At trial in 1921, expert witnesses disagreed about Bullet III. “[F]irearms identification in 1921 was in an embryonic stage,” notes forensics investigator James Starrs. The controversy surrounding Bullet III intensified after the trial.

Could you please explain why there is not used in the first sentence the definite article while in the second one it is so. – Maybe my second question is irrelevant for this site… but what does it generally mean when the part of the quoted text is in square brackets (like above "[F]irearms")? Is that from the reason that in the original text it is written "firearms"?

  • 1
    That's really 2 questions, however, 1) 'at trial' is a bit of legalese; describing the 'process' of 'being tried' rather than the 'event' of the trial itself. 2) a guess, but the [F] is possibly as you mentioned; because the original was a partial sentence. Commented Feb 28, 2015 at 12:11
  • To follow up on what Tetsujin said. "At trial" refers to the stage in the chronology of the legal proceedings, just as we would say "The rocket's engines malfunctioned at lift-off". When the trial has been concluded, the chronology of the proceedings is ended, and thereafter the trial can be referred to as a particular completed event: "after the trial".
    – TimR
    Commented Feb 28, 2015 at 12:36

1 Answer 1


Q1: Why is there no article in "at trial"?

"At trial" is similar to "at sea", "on vacation", and "in jail". It refers to a state of being, not a specific event. "After the trial" refers to a specific trial, so it needs a definite article.

Q2: What do square brackets in quoted text mean?
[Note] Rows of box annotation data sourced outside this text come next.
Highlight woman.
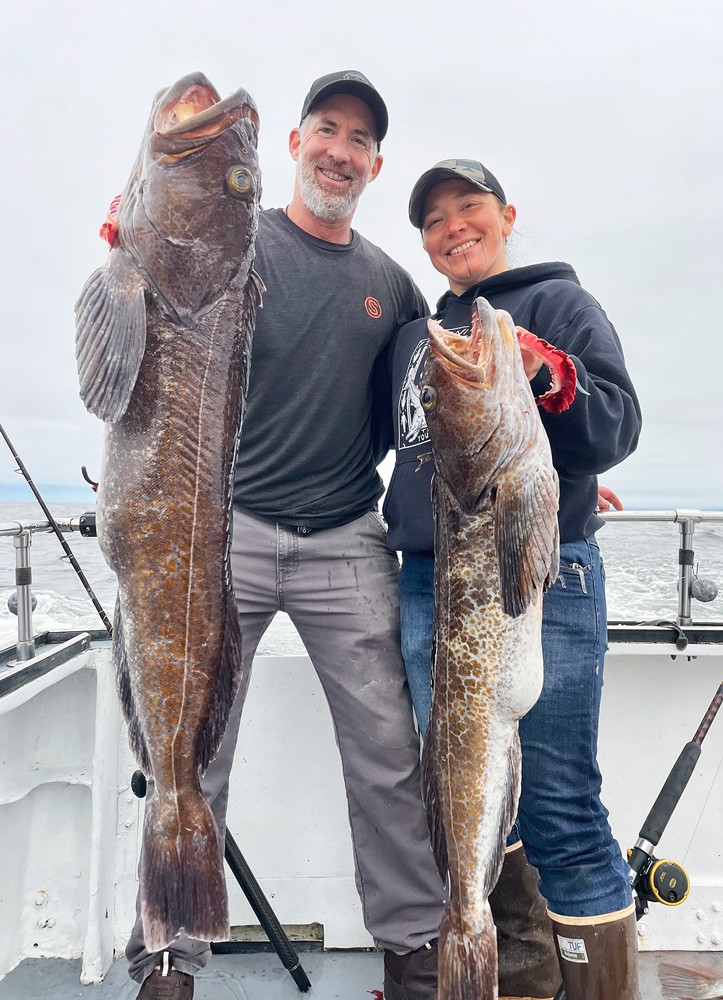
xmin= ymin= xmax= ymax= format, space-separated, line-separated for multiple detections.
xmin=384 ymin=160 xmax=641 ymax=1000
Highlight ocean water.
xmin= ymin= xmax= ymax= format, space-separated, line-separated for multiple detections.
xmin=0 ymin=501 xmax=723 ymax=655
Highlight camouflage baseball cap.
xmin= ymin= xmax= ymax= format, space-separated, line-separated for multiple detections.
xmin=409 ymin=160 xmax=507 ymax=229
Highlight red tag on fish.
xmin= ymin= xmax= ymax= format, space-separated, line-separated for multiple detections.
xmin=515 ymin=326 xmax=577 ymax=413
xmin=98 ymin=194 xmax=120 ymax=250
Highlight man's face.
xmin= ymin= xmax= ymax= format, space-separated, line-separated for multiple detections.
xmin=290 ymin=94 xmax=382 ymax=222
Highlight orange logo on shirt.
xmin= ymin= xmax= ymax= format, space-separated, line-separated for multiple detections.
xmin=364 ymin=295 xmax=382 ymax=319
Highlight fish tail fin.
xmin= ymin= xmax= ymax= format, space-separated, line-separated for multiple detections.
xmin=113 ymin=598 xmax=152 ymax=776
xmin=438 ymin=903 xmax=497 ymax=1000
xmin=198 ymin=586 xmax=242 ymax=774
xmin=140 ymin=789 xmax=229 ymax=952
xmin=422 ymin=725 xmax=449 ymax=881
xmin=658 ymin=962 xmax=723 ymax=1000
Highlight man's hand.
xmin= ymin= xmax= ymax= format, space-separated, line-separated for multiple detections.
xmin=597 ymin=486 xmax=623 ymax=511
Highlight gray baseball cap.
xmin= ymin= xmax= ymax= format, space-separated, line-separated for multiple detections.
xmin=300 ymin=69 xmax=389 ymax=143
xmin=409 ymin=160 xmax=507 ymax=229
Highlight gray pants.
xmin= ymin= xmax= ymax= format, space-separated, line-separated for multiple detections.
xmin=126 ymin=510 xmax=444 ymax=982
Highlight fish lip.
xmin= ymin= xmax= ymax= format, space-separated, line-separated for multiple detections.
xmin=427 ymin=320 xmax=487 ymax=385
xmin=151 ymin=73 xmax=259 ymax=158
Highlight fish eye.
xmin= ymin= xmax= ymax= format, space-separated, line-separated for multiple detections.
xmin=419 ymin=385 xmax=437 ymax=413
xmin=226 ymin=167 xmax=254 ymax=198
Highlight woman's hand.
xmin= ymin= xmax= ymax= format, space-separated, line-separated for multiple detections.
xmin=517 ymin=336 xmax=542 ymax=382
xmin=597 ymin=486 xmax=623 ymax=511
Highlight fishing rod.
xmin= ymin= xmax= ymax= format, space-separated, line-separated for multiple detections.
xmin=554 ymin=684 xmax=723 ymax=1000
xmin=0 ymin=424 xmax=113 ymax=635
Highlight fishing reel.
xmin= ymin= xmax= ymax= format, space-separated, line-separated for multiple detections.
xmin=628 ymin=849 xmax=690 ymax=919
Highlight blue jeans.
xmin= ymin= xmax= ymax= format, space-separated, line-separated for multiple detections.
xmin=399 ymin=538 xmax=632 ymax=917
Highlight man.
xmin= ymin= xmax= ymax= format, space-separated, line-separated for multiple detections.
xmin=126 ymin=71 xmax=555 ymax=1000
xmin=126 ymin=71 xmax=444 ymax=1000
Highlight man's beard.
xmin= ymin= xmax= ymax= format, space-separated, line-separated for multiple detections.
xmin=296 ymin=155 xmax=369 ymax=222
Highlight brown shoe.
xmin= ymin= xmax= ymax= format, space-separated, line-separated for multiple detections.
xmin=384 ymin=940 xmax=437 ymax=1000
xmin=137 ymin=952 xmax=193 ymax=1000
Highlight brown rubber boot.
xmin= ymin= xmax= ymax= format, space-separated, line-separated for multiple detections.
xmin=137 ymin=951 xmax=193 ymax=1000
xmin=490 ymin=841 xmax=561 ymax=1000
xmin=384 ymin=940 xmax=438 ymax=1000
xmin=550 ymin=903 xmax=640 ymax=1000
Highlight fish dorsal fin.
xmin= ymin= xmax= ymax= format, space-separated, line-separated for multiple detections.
xmin=495 ymin=466 xmax=559 ymax=618
xmin=248 ymin=268 xmax=266 ymax=309
xmin=75 ymin=249 xmax=146 ymax=422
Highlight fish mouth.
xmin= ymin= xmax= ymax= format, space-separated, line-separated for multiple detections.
xmin=151 ymin=73 xmax=259 ymax=162
xmin=427 ymin=299 xmax=504 ymax=385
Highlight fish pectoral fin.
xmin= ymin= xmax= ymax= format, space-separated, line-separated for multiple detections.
xmin=75 ymin=248 xmax=146 ymax=422
xmin=495 ymin=466 xmax=559 ymax=618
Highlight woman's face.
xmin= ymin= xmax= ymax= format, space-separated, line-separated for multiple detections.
xmin=422 ymin=178 xmax=517 ymax=295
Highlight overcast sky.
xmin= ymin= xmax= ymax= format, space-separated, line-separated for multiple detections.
xmin=0 ymin=0 xmax=723 ymax=509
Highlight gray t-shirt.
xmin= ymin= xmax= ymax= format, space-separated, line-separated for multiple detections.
xmin=234 ymin=209 xmax=428 ymax=528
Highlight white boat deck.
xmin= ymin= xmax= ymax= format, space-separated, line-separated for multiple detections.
xmin=0 ymin=951 xmax=723 ymax=1000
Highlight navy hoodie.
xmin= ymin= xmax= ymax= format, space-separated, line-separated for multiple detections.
xmin=384 ymin=263 xmax=641 ymax=552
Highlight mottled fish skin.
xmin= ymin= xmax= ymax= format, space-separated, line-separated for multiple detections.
xmin=76 ymin=74 xmax=263 ymax=952
xmin=420 ymin=299 xmax=558 ymax=1000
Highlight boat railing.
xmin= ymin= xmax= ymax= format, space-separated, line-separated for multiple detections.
xmin=0 ymin=509 xmax=723 ymax=667
xmin=600 ymin=509 xmax=723 ymax=628
xmin=0 ymin=511 xmax=96 ymax=667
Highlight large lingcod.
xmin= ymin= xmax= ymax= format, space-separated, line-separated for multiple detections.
xmin=76 ymin=73 xmax=263 ymax=952
xmin=420 ymin=298 xmax=575 ymax=1000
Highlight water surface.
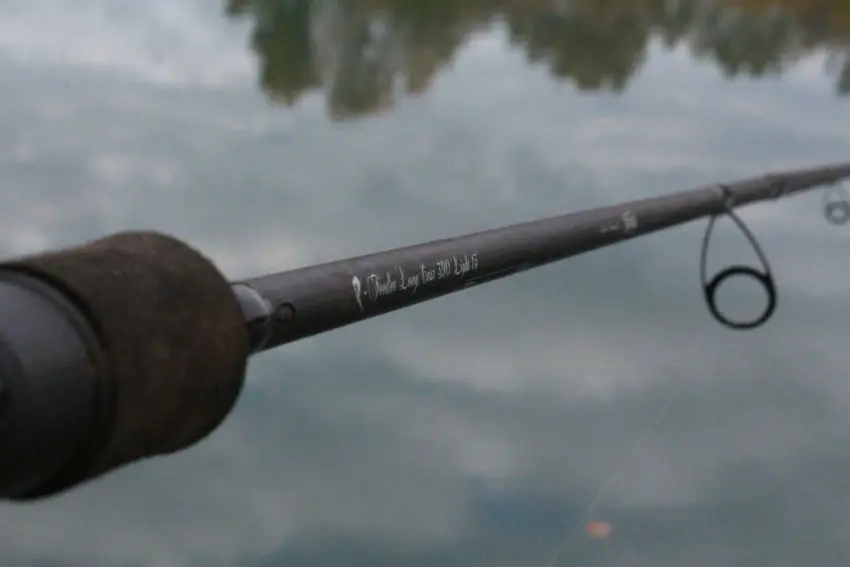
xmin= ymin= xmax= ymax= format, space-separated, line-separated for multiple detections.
xmin=0 ymin=0 xmax=850 ymax=567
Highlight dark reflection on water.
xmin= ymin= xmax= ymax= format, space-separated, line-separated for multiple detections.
xmin=227 ymin=0 xmax=850 ymax=119
xmin=0 ymin=0 xmax=850 ymax=567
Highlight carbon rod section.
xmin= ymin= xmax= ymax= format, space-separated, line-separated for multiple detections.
xmin=233 ymin=163 xmax=850 ymax=352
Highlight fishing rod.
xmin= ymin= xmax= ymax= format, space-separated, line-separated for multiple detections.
xmin=0 ymin=162 xmax=850 ymax=503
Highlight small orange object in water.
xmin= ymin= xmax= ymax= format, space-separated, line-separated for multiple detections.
xmin=584 ymin=521 xmax=611 ymax=539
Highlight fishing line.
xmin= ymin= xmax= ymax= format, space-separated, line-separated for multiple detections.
xmin=546 ymin=372 xmax=684 ymax=567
As discussed in this ELU question and this article, square brackets are used to show that you've edited a quotation. In your example, it looks like the quotation was part of a longer sentence. The 'F' is in square brackets to show that "firearms" wasn't originally capitalized.

Square brackets can also be used when you replace a word. It's common to replace pronouns with nouns to clarify the meaning of a quoted sentence. If you want to omit a word or phrase, use an ellipsis instead.